At this point we stop, because there are no more entries between our starting and ending index, no more entries in the part of the list where "Vivek Pai" should be.

Question 4

Brookshear, Chapter Four Review Problem 21 (pp 220).

Here's the computer program:

	assign Count the value one-tenth;
	repeat
		print the value assigned to Count;
		assign Count the value (Count + one-tenth);
	until (Count equals 1 )

What's wrong with this? To start with, there is no such number as one-tenth, exactly, in floating point notation. This is a serious problem, because if we add up a bunch of values that are not quite one-tenth, we may never get exactly 1. If it doesn't ever exactly equal one, the loop may never halt. On the computer I'm using to write these solutions, for example, I implemented this as a small computer program and executed it, and it goes on effectively forever.

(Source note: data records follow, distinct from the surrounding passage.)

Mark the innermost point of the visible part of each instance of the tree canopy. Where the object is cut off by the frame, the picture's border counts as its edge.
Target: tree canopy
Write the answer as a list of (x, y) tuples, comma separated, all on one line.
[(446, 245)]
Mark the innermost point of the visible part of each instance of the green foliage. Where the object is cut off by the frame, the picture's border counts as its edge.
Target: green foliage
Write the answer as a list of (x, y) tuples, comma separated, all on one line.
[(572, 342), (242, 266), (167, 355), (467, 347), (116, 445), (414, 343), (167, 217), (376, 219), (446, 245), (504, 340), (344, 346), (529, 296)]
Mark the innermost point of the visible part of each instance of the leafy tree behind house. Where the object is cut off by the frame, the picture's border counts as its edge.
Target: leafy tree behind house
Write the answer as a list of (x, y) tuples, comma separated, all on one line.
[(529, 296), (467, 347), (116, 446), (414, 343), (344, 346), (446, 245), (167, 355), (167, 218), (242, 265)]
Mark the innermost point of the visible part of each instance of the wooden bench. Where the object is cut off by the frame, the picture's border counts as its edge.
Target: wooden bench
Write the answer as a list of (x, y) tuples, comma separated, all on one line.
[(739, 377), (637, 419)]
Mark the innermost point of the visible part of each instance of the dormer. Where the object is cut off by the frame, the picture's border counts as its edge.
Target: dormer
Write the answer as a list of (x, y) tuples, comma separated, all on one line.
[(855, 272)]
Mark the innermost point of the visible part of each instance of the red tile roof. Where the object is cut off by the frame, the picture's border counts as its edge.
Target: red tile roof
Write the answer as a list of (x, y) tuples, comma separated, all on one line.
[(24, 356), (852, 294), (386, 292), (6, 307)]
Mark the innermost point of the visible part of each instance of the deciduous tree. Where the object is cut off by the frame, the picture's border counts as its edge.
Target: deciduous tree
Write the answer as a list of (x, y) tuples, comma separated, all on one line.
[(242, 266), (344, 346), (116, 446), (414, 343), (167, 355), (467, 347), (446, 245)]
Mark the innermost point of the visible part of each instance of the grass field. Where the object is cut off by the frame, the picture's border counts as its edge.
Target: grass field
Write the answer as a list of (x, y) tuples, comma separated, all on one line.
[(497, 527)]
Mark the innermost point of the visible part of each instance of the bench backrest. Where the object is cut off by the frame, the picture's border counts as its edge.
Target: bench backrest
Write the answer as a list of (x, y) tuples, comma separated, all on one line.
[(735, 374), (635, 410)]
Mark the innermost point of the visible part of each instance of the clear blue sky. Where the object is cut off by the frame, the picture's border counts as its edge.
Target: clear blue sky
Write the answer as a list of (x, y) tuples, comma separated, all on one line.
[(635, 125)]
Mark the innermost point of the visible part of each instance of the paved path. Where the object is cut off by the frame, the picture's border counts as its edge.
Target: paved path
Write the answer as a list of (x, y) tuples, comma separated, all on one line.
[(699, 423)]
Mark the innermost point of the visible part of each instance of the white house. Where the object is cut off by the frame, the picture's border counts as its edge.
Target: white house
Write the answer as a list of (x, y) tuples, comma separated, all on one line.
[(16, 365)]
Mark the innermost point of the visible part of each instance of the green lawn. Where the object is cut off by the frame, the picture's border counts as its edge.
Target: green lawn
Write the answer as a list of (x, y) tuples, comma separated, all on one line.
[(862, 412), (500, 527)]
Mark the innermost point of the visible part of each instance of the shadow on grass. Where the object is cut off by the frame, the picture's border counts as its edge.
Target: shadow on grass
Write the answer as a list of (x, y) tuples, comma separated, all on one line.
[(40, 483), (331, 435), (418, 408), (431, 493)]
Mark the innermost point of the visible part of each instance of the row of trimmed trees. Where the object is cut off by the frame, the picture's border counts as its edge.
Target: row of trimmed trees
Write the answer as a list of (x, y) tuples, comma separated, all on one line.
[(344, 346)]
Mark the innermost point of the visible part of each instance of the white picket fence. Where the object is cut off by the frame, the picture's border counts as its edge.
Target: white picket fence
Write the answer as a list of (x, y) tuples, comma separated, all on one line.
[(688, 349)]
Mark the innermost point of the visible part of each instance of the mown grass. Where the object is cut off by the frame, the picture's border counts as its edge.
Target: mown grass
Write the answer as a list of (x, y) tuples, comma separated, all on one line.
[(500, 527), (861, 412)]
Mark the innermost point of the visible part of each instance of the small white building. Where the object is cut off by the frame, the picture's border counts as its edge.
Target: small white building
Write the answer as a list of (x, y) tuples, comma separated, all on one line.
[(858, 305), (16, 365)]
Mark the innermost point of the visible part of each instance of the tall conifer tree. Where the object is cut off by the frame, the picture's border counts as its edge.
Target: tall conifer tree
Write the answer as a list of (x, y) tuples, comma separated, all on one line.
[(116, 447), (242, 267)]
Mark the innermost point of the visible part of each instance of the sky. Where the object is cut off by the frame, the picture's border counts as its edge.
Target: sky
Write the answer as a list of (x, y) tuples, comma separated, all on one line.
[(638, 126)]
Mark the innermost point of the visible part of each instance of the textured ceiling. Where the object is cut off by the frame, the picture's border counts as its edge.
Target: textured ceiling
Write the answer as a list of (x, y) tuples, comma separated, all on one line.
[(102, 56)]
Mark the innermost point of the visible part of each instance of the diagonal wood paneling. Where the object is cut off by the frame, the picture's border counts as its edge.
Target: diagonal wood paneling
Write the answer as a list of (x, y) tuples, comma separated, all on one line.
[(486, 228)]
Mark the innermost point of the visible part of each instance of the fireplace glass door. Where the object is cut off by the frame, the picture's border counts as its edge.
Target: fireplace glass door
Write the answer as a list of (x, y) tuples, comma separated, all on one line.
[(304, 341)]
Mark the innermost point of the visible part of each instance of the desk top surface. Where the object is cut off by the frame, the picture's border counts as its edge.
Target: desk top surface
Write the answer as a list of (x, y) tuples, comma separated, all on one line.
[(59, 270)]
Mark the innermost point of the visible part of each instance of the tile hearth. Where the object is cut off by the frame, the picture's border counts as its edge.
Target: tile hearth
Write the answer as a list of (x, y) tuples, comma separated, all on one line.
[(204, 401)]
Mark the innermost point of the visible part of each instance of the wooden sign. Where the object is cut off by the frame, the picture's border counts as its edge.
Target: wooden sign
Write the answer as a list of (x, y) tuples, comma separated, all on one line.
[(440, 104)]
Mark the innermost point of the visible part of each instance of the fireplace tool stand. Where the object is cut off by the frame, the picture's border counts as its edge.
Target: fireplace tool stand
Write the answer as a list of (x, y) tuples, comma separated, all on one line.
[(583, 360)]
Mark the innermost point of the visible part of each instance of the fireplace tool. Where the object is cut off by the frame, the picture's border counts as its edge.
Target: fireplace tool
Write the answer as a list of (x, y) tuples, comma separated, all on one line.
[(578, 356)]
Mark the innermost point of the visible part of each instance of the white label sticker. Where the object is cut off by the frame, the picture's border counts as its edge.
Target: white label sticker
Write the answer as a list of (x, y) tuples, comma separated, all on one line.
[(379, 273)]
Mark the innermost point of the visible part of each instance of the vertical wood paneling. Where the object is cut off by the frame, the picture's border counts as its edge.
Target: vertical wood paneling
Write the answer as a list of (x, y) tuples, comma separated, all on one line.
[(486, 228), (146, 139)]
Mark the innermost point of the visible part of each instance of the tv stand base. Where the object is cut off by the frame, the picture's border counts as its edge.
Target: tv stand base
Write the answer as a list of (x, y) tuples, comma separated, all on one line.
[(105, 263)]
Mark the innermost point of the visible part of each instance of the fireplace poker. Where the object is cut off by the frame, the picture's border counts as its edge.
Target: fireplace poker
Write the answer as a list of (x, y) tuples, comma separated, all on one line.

How to avoid this? If we made the last line of the program: "until (Count equals-or-is-greater-than 1)," then the program will at least halt. In any program using floating-point numbers, it is unwise to check if a number is exactly equal to a value; instead, one should check if it falls within a given range.

Some people pointed out that, using Brookshear's floating point notation, one-tenth is rounded to one-sixteenth or one-eighth. This isn't true: one-tenth is represented as 3/32. If one-tenth was represented as one-sixteenth, the value of Count will eventually equal exactly 1, and the loop will stop, even though it iterates 16 times rather than 10. Even if something like this happens, it is plain good luck. Real-world computers use different kinds of floating-point notation, and one can never be certain that the same kind of round-off error occurs on all computers.